Extreme Winds Cause Widespread Power Outages, Fuel New Wildfires

More than 12,600 residents have lost power in Northwest Montana

By Beacon Staff
A helicopter flies above a fire near Smith Valley on Oct. 17, 2017. Greg Lindstrom | Flathead Beacon

Updated: Oct. 17, 6 p.m.

Extreme winds whipped across Northwest Montana Tuesday afternoon, causing widespread power outages for more than 12,600 residents while simultaneously fanning several wildfires around the area.

The National Weather Service issued a wind advisory for the area, forecasting widespread wind speeds of 30 to 70 mph in higher elevations and possibly along the valley floor. Wind gusts hit 74 mph from Polebridge to Libby at 4 p.m., and approached 60 mph in Polson. Gusts exceeded 54 mph in Kalispell.

Wendy Ostrom Price, spokesperson for Flathead Electric Cooperative, said more than 12,600 members are impacted by more than 150 separate outages, including Whitefish, Columbia Falls and the West Valley area.

“It really is impacting members across our service territory,” she said. “The outages began just before 2 p.m. in Libby with strong southwest winds and they have just been spreading … It’s pretty spread out across our entire territory.”

FEC’s entire fleet of repair crews are hurrying to fix the outages, which were caused by trees falling on power lines.

“Our crews are working hard to restore power quickly and safely,” FEC said in an online post. “Please remember to stay safe — never touch or drive over a downed power line, but if you see one, report it to the Co-op right away.”

The NWS said heavy winds would continue blowing until 7 p.m. before decreasing into the night.

A tree split in Kalispell’s Depot Park during the extreme wind event. Greg Lindstrom | Flathead Beacon

According to Flathead County Fire Service Area Manager Lincoln Chute, firefighters are responding to at least 10 different fires across the county this afternoon. Chute said the fires were caused by a combination of downed power lines and slash piles fanned by the winds. No structures are threatened at this time.

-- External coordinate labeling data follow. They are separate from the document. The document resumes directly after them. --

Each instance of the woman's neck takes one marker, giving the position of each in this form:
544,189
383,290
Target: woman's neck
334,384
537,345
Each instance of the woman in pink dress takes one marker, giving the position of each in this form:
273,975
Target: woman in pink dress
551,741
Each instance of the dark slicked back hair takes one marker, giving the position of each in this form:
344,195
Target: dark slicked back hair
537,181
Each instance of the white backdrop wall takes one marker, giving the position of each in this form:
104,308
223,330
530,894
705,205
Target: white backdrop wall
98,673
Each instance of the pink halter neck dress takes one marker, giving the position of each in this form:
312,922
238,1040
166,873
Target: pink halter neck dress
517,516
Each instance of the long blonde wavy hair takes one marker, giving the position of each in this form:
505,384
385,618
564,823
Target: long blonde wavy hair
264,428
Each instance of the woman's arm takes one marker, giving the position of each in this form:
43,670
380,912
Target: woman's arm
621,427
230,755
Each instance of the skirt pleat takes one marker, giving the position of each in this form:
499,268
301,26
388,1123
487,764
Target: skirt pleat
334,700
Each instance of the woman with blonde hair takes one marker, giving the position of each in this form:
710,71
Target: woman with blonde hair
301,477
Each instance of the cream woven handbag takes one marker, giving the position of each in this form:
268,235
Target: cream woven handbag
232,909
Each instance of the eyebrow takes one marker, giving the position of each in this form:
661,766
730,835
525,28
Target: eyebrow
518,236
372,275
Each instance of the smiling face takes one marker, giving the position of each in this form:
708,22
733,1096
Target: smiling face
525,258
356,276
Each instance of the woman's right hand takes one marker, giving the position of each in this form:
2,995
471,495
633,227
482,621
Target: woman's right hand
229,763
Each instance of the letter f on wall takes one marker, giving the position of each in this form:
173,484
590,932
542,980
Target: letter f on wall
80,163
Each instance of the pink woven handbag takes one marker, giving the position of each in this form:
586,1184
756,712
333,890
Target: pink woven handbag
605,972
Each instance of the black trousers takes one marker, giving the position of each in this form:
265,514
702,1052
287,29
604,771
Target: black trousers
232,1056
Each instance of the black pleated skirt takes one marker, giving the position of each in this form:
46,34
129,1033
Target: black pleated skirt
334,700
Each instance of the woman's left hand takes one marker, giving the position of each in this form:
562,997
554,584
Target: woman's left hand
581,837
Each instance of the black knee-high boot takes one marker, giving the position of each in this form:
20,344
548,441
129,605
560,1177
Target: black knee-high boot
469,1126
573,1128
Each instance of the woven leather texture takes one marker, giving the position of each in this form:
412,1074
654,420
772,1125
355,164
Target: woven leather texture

The Deer Run Fire near Foy’s Lake had burned 40 acres by 5:30 p.m., according to Department of Natural Resources and Conservation spokesperson Ali Ulwelling. Multiple engines and a helicopter were responding to the fire.

The winds also fanned the 80-acre Lower Twin Fire that started on Monday on Weyerhaeuser and Flathead National Forest land near Marion. The cause of the fire is under investigation.